Budget - my speech and info about cuts

I couldn't find a list of cuts in the online version of full council's agenda but you can see them here on p50 onwards as they were not, successfully, amended from those approved by the cabinet.  You'll see that children's services were particularly badly hit.

I spoke on the amendment to mandate the Chief Executive to find at least £500,000 savings(approximately 25%) from senior management posts and that once found that money to be ploughed back into children's services for schools and children's organisations working together in partnership.
My speech:
"This amendment repairs some of the damage of this short-sighted budget.  This Conservative-led administration is imposing the Conservative-led government's draconian cuts in a way that hugely damages key services.

Services that Reading's residents rely on.  Eric Pickles may approve.  We don't.

This is coupled with no imagination to modernise the council's management structure.  Even from the simplistic and flawed 'Your Money Your Say' consultation it should be apparent that Reading people don't want children and young people to bear the brunt of the cuts.  And lets be clear: under these proposals they are. 
This debate has avoided talking about the real services that people use, so I want to use some examples.
In our children's centres the parenting classes - which I have personal experience of - help us give the best start to our children.  They don't cost much but they make a big difference.
The nurseries that are currently making teachers and nursery nurses redundant.
In South Reading help is given to the most vulnerable children to make the move to school and to stay in education
Much of the support for children in the classroom with special educational needs
After school and youth clubs, we've heard a bit about them tonight, that give children a safe, positive environment for mixing and playing and learning - regardless of background.
The advice received by our teenagers at Connexions that help them in their choices in learning, work, preventing teenage pregnancy and promoting sexual and mental health.
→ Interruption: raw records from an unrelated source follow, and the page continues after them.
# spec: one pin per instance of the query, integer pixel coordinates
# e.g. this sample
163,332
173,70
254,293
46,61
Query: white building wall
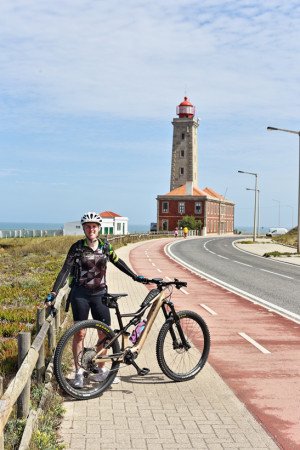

There's been a lot of talk tonight about legacies.  These and many more are the legacy that a Labour government and Labour council have given our town.  All of this and more will be substantially reduced or stop altogether under these proposals.
These are drastic changes that reduce the chances for our young people to get on.
I am sure that all of us on the council want our young people in Reading to have more chances and better chances that their parents.  This budget attacks that hope.
The short-termism of this is profound.  Firstly of course the skills of our front line staff working with our communities will be lost to Reading as they take their expertise elsewhere or just plain lose their jobs.  Secondly and more  seriously the mess that this Conservative and Lid-dem administration will make will have long term consequences for our young people.
I want to share with you what an 18 year old said to me only yesterday*
"Won't it cost more in the end if more of us get pregnant, drop out of school or hang around outside the shops causing trouble?"
Well that 18 year old was right: prevention is better than cure - and it's cheaper too!
Our young people have only one chance at growing up, they need our support in making the right choices.
The Conservative-led government has no mandate for the choices it has made to attack our local services.  The Conservative-led council has no mandate for these choices it has made that attack young people's services.  We as a council need to stand up for our communities and our young people.  I urge all councillors to support this amendment.
Let's be Reading's representatives not Eric Pickle's poodles!


* I should point out that the same '18 year old' has since told me he has turned 19!

This amendment and the others proposed were of course voted down by the Conservatives and Liberal democrats.  I had actually thought they might accept it, since saving money in senior management (and the council in my view is becoming increasingly top-heavy, especially with the redundancies) which could then be reinvested in young people's services is surely a good idea.